I had nearly forgotten what it felt like to be desired for more than the icy perfection of my beauty, or the concealed secrets of my knowledge, nor the advantage of my power. Those hungers were all about exchange: unspoken agreements, the thrill of the chase, the cautious movements of those sizing up the competition in disguise. Lost to the ages and moral decline was the ancient yearning to be desired, not as an object or opponent, but as a vital foundation.
That was what he awakened in me, what his teeth did as they punctured my marrow: they conjured the ghost of a girl who once believed herself worthy of love. It was beautiful, yes, but only in the way a drowning is exquisite; magnificence and terror, indistinguishable in the haze before dissolution. I had taught myself to expect nothing from this world but violence and negotiation. Yet here, in the bone-deep grip of his arms, every unexamined longing in my body rushed to the surface as if this night were my last.
The initial pull was gentle, a subtle whisper against her skin, like a secret shared between friends. Then the second pull came, harsher this time, its uncaring nature making me feel as if survival wasn’t even considered. My body spasmed against his, and I realized in that instant, a cold wave of detachment washing over me, that I was not in control, not of him nor of myself. The attack came without pause. The raw, visceral drive to consume or be consumed was all that mattered.
I clung tighter, desperate, as the rhythm of his feeding set up a feedback loop of sensation that was neither pain nor pleasure but some bastard synthesis of the two. It was a grammar of touch and need, spoken in a dialect I had not heard in centuries. My hands scrabbled at his shoulder blades, nails scoring tracks that filled with bright red, and my hips arched upward, looking for an anchor that no longer existed. The room collapsed until it was only us: his mouth at my Jugular, his hands pinning me in place as if I might evaporate, my legs wound around him in a futile, feral attempt at defense or surrender, or both.
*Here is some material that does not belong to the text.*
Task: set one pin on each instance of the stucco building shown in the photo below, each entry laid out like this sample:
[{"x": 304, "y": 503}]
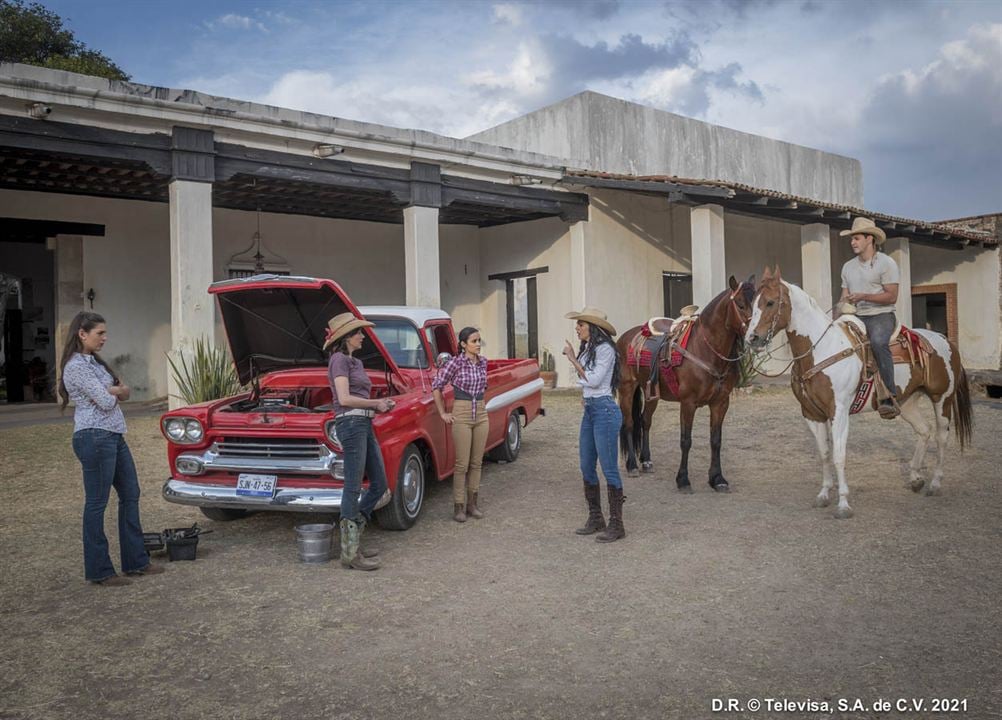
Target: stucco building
[{"x": 132, "y": 199}]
Had he stopped, I might have found a way to stitch my pride back together, though it would never be the same. I could have spun a yarn about mutual respect, boundaries, even though it was a lie. He did not stop, though his lungs burned with exertion. My abject horror and awe grew as I accepted that I did not want him to. I craved the utter obliteration. I wanted to be consumed, though the instinct of self-preservation, honed over centuries, urged me to fight against it.
A fissure opened inside my chest, a crack spreading through the bedrock of my identity. Something old, something shrouded in the damp earth of prehistory, clawed its way up to meet him from within me. I had assumed that part of myself extinct, a fossilized relic, but it surged with a violence to match his. My body bucked and twisted, colliding with his, and I could feel his restraint fraying, his composure reduced to little more than animal logic. His teeth dug in deeper, as the cool rush of blood and memory flooded the empty spaces inside me. My vision stuttered, around the edges, and I heard myself make a sound that was a sob and a snarl.
This was not a submission. This was not a surrender. It was a metamorphosis, the destruction of the old self so something unimagined could emerge from the ruins. I despised the poetry of it, even as I was trapped by it, unable to flee or fight. With each surge of his draw, I became less Iris Laroque-Beaumont, Queen of the Night, and more the raw, unprotected nerve of a woman who had never, in truth, healed.
When the climax of the feeding finally broke, I was left with nothing but a gasping vacancy where my composure had once lived. I lay beneath him, shuddering, my senses deranged and my mind blank as a newborn’s. I did not know if I had survived, or if I even wanted to.
He raised his head, lips wet and face wild. I saw in his eyes the mirrored shock of what he had done to me. For the first time in centuries, I was alive enough to bleed.